Taking a look inside King Business Interiors Downtown showroom doesn’t just mean looking at office furniture, but on closer examination says a lot about the trends in how and where people prefer to do their work. The business is also finding new ways to utilize the space around these trends, helping other businesses large and small in the process.

KBI chose to open a Downtown location at 175 on the Park in summer of 2014 for three reasons. First was the the energy and activity building in the area, especially around the Columbus Commons. Second was the proximity to the architecture and design firms, banks and law firms that make up its customer base. And third was to highlight their main manufacturer’s designs that promote the ‘new’ way of working.


Interior Designer Chelsea King says that cubicle walls are coming down and open office environments are becoming more the norm. Workers are no longer chained to a desk, but instead find collaboration in ‘third spaces,’ those areas like lounges, coffee stations and high-top tables outside an individual’s desk or a conference room.

In a showroom full of high-quality furniture offering a variety of set-ups and spaces, KBI is able to leverage both their own employees and a small group of coworkers to figure out the ins and outs of what working in an open office environment really means.

KBI President Darla King is a member of the Columbus Chapter of the National Association of Women Business Owners. She found that many of her peers in the group were looking for places to work outside of their homes. King, along with three other women, began working out of the space as needed.

“We are seeing a lot more people working anywhere they want to versus being forced to go into a long-term lease or in a building that they don’t want to be in,” Darla says. “It gives everybody that flexibility and that variety. It also gives us the opportunity to have some energy down here.” 

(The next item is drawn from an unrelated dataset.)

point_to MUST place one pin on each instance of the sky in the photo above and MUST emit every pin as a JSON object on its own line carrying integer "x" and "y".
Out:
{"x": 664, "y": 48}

The showroom has all the traditional amenities of a typical coworking space – coffee, kitchenette, copier/printer, a physical address, conference rooms – plus the bonus of IT support. It also gives KBI and its clients a chance to see how people physically interact with the space and the furniture. The coworkers are then able to provide independent feedback on their experience working in an open environment.

At times, KBI has also had its own employees work out of the space. Chelsea explains that with these new types of open-office layouts come new rules and etiquette for working.

It’s like a lab for us, we use it and learn from that and then help customers solve problems that we’ve already run into hands-on,” Chelsea says. 

New office furniture and a change of space can be a big shift for some employers, but KBI is able to not only offer the furniture, but a knowledge-base of how to work with it.

“People are designing today with a lot less space, getting more people in less real estate and that’s what this 3,000 square feet explains and shows,” Darla says. 


While KBI uses the space for its intended showroom purpose frequently, hosting three to four presentations a week (and the coworkers just keep right on going), the business is rounding out the space’s multifunctionality by hosting events. The space and its conference rooms host meetings, happy hours and more.

Darla says that as they have recently really opened up the showroom to coworking and continuing to discover how they can use it for the business, they are taking it day by day. A selective group of additional coworkers could be a possibility, but for now its a great source for showing and gaining knowledge about open offices.